What has been said above may convey the impression that I am unprepared to recognise any 'higher and lower' with respect to credal doctrine or, more generally, with respect to that body of belief which differentiates one historical religion from another. This, however, is not my view. I do accept a criterion for grading the value of creeds, only it is not the criterion of 'enlightenment' referred to on p. 313. The criterion has already been hinted at in an earlier remark. It is plainly the case that some creeds far excel others in their capacity for producing the 'religious' state of soul in those who meditate their meaning. They are, that is, peculiarly efficacious as 'media' for the suggestion of the mystical doctrine which I have tried to show to be the central thing in religion.
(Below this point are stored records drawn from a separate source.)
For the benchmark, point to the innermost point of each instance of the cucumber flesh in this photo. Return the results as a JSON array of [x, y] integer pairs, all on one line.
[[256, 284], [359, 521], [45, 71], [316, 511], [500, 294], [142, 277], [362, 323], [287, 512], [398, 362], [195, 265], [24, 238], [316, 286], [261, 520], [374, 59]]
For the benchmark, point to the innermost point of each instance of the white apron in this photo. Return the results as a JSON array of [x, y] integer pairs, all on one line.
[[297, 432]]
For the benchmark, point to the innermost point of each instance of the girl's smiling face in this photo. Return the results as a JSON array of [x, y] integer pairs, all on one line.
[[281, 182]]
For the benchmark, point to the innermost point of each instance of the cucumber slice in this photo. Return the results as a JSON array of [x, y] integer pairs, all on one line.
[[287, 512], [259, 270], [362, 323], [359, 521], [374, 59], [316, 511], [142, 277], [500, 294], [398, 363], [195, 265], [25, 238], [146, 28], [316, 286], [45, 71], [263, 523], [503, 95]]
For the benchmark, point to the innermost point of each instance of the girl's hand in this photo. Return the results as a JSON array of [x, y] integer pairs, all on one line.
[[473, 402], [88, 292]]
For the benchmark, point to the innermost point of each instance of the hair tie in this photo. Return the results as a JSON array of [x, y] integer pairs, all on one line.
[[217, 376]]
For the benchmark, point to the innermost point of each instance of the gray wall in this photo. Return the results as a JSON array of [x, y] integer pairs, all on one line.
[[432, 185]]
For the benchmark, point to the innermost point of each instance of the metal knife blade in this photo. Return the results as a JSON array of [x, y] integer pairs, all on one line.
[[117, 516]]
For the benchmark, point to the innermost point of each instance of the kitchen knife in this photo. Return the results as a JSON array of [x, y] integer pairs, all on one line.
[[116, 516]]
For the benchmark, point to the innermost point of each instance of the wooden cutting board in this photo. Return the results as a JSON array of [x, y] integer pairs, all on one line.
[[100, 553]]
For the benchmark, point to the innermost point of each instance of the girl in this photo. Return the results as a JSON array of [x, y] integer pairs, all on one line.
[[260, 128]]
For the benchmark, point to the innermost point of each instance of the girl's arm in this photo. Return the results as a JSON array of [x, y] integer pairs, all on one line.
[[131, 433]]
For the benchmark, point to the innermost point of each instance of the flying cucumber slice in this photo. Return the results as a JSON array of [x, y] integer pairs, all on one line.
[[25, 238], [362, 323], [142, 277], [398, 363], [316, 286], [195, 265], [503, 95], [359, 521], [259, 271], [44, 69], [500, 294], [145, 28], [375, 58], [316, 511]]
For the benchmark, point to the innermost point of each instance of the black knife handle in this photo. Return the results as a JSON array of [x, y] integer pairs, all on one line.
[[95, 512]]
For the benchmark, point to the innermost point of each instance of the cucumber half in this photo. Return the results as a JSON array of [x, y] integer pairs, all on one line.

This may happen through their very incoherences - which are, very probably, symptomatic of a resolute determination to be true to all sides of religious experience, no matter what paradoxes the intellectual interpretation is going to present. Now creeds which are redolent of this mystical significance are naturally to be taken (if the argument of this chapter has been sound) as the intellectual expression of an unusually pure and vivid religious experience. Religious experience, it seems fair to say, has been powerful enough to remain the dominant controlling influence in their formulation. The grading of creeds in terms of their strictly religious value, therefore, is, I think, a quite valid procedure, if we adopt the criterion here suggested - capacity to act as media for the suggestion of the mystical doctrine. And I cannot but think it a signal merit, rather than a demerit, of this criterion that we are no longer compelled to look for the 'higher' religions among those which are in the van of what is called 'civilisation.' A religion may be 'higher' now in spite of much crudity in intellectual formulae, if only the religious experience which is its foundation be pure and vital. This at least seems a more appropriate test of a religion's religious status than the intellectual elaboration of its systematic theology can be.